Let’s talk about vampires

America’s undying obsession with bloodsuckers

By Soncirey Mitchell
Reader Staff

I blame Twilight on the Puritans. Vampires have featured in American culture and media for centuries, but never more so than in the past 50 years, with smash-hits like Buffy the Vampire Slayer, True Blood and several million versions of Dracula — and the repression that drives this trend is distinctly colonial.

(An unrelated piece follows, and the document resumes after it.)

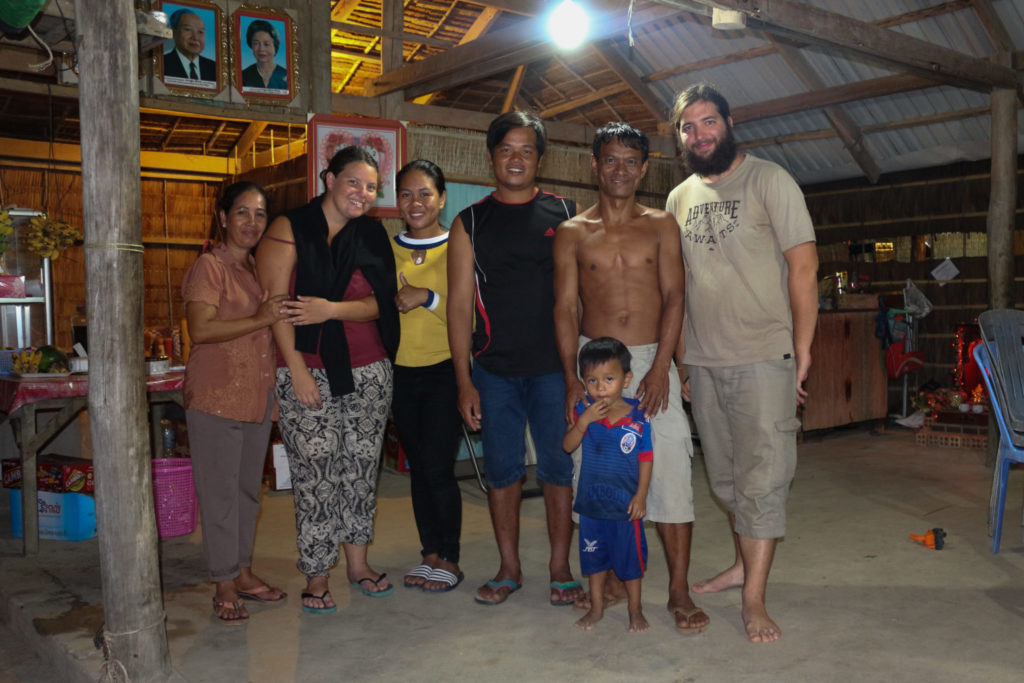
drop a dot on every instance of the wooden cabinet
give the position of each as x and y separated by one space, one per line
847 381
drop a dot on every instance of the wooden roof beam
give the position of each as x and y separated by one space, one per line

Puritans originally defined our culture not by what it was, but by what they didn’t want it to be — notably ostentatious and sexual. Though most people wouldn’t describe themselves as “Puritans” anymore, branches of American Protestantism regularly preach against these concepts, keeping them in the public consciousness and feeding our cultural fascination with what society deems illicit.

Enter the vampire — the perfect embodiment of everything our culture condemns and craves.

Some are beautiful villains like Lestat from Interview with the Vampire, or for that matter, most Draculas. (For the record, I’m referencing the TV Lestat, not Tom Cruise.) They are amoral, hypersexual figures motivated solely by their own desires — the opposite of puritanical values. The creators of Dracula 2000 took this idea very literally when they revealed that the first vampire was Judas Iscariot.

Costume manufacturers and plastic surgeons market this fetishized, commodified version of the vampire as the ultimate freedom. There are several anti-wrinkle treatments called some variation of “vampire facelift.” Being forever young and unburdened by pesky things like morals is meant to be the perfect, unobtainable liberation. Look, but don’t touch.

This conceptualization of the vampire is a kind of false rebellion. Going out half-naked on Halloween or defying old age through surgery are common mass marketed practices that amount to little more than a fleeting thrill and a tidy profit for Spirit Halloween. Just as Harker or Van Helsing defeats Dracula, the party-goer takes off their costume at the end of the night, and societal conventions take over once more.

No matter how thrilling these characters are, they always have to lose to reinforce preexisting moral doctrine. Good has to triumph over tempting evil, and in the end we’re left with the moping, self-hating vampires like Louis from Interview or Henry from Abraham Lincoln: Vampire Hunter.

Yes, I’m ashamed of the hours of my life I’ve spent watching horrible vampire flicks.

Vampires like Louis and Edward from Twilight are the embodiment of religious guilt. If you don’t believe me, keep in mind that Stephenie Meyer, author of Twilight, is Mormon and Anne Rice, author of Interview, also writes novels chronicling the life of Jesus.

Penitent vampires apologizing for their very existence is the supernatural equivalent of Martin Luther’s self-flagellation. They live on the outskirts of society, constantly at war with themselves. These characters usually lack the cartoonish, fetishized immorality of their villainous counterparts, and I would argue they’re popular because they ultimately reflect back our own insecurities.

The prevalence of everything from beauty standards to racism ensures that no matter who we are, we’re ashamed of some part of ourselves. It’s easy to see why marginalized groups like the LGBTQIA+ community adopt these vampires. Homophobia in the U.S. teaches kids to hate who they are — because of their gender identity or sexual orientation — using the same puritanical values that shape the vampire. 

So long as society convinces us to hate and fear who we are we’ll always rely on these struggling vampires to show us that we aren’t alone.

These two archetypes aren’t the only kinds of vampires in modern media. It would take a mortal lifetime to catalog the thousands of American vampire stories and the equally diverse facets of our society that they mirror. One thing they have in common, though, is that they aren’t going away any time soon. We invited the vampires into our house and now we get to live with them.